I'm brand new - and I'm here because I have (what seems like) a major therapy emergency going on, that I need advice on before... well, before tomorrow morning. Majorly freaking out tbh.

Before I go running over to the Therapy boards with my big huge bag of freakout, I thought I should at least say hi and try and calm myself the hell down.

I'm 24, and was diagnosed with simple and complex partial temporal lobe epilepsy two years ago. At least, I think it was about two years ago. I forget stuff like that. In fact, I've forgotten my whole life up to the age of 16. It figures.

Anyway, because I don't have convulsive seizures, I thought I was going mad. When I eventually 'fessed up to my mother at the age of about 17 - she's an ex-nurse who worked on mental wards for a while in the '70s - she told me never to tell anyone because I'd be locked up. It got really bad before I told anyone again, and luckily my doctor picked up on it. I'm now on Lamotrigine and don't really have a problems, apart from the odd spell of killer detachment from reality.

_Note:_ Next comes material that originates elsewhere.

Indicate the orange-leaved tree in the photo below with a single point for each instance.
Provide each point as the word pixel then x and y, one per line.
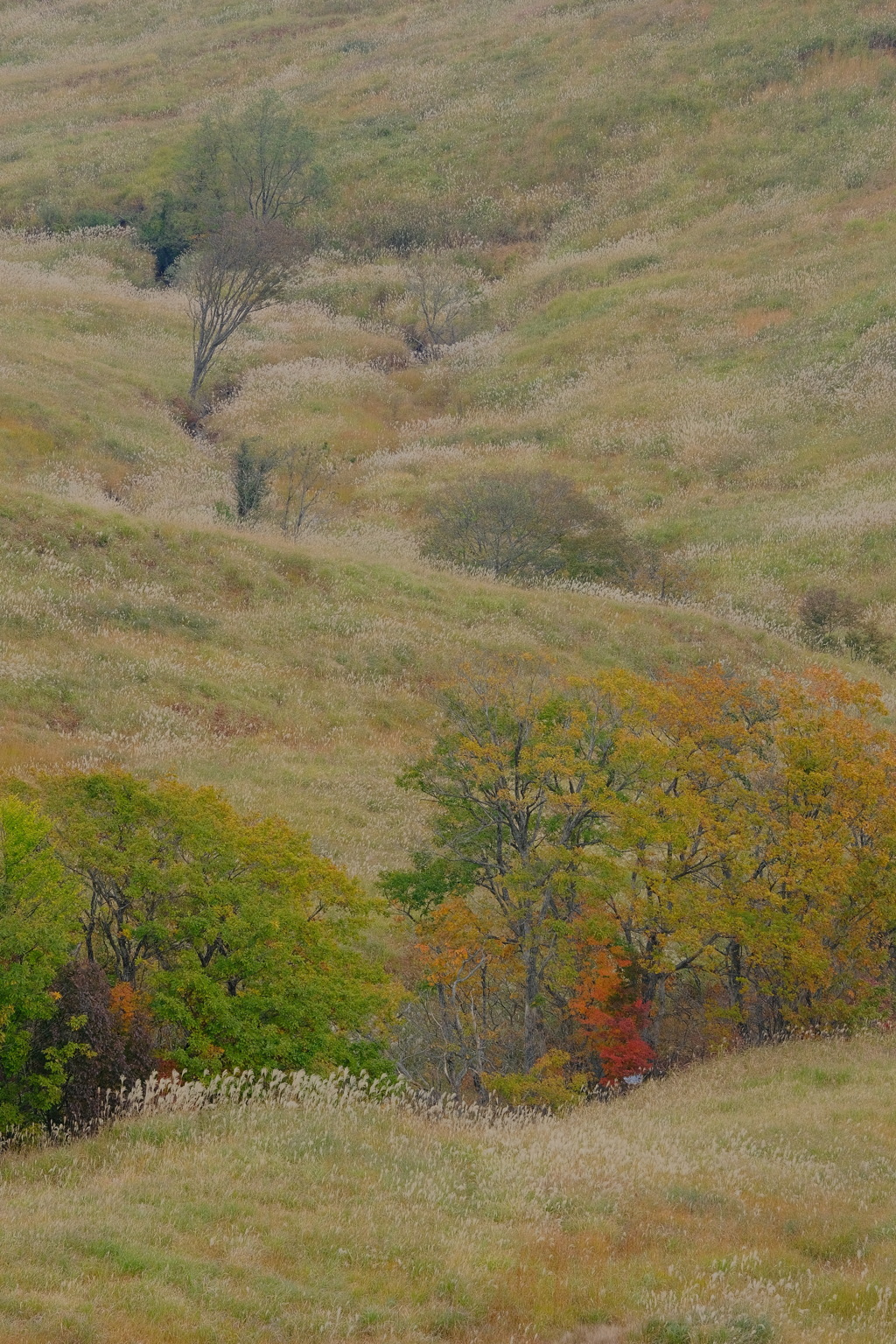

Before then, from childhood onwards, I was majorly bullied and intensely depressed. At 16, I started cutting - not just myself, but door frames and stuff as well - and started thinking about suicide. My cousin killed himself nearly two years ago, and he was quite like me. Like me but worse. Most of my family has had some form of uni-polar depression. Mostly I hide mine with a veneer of manic randomness-come-evil genius, so nobody takes it seriously.

That's me. I'm off to the Therapy boards now. Thanks for reading all about my desperately boring self.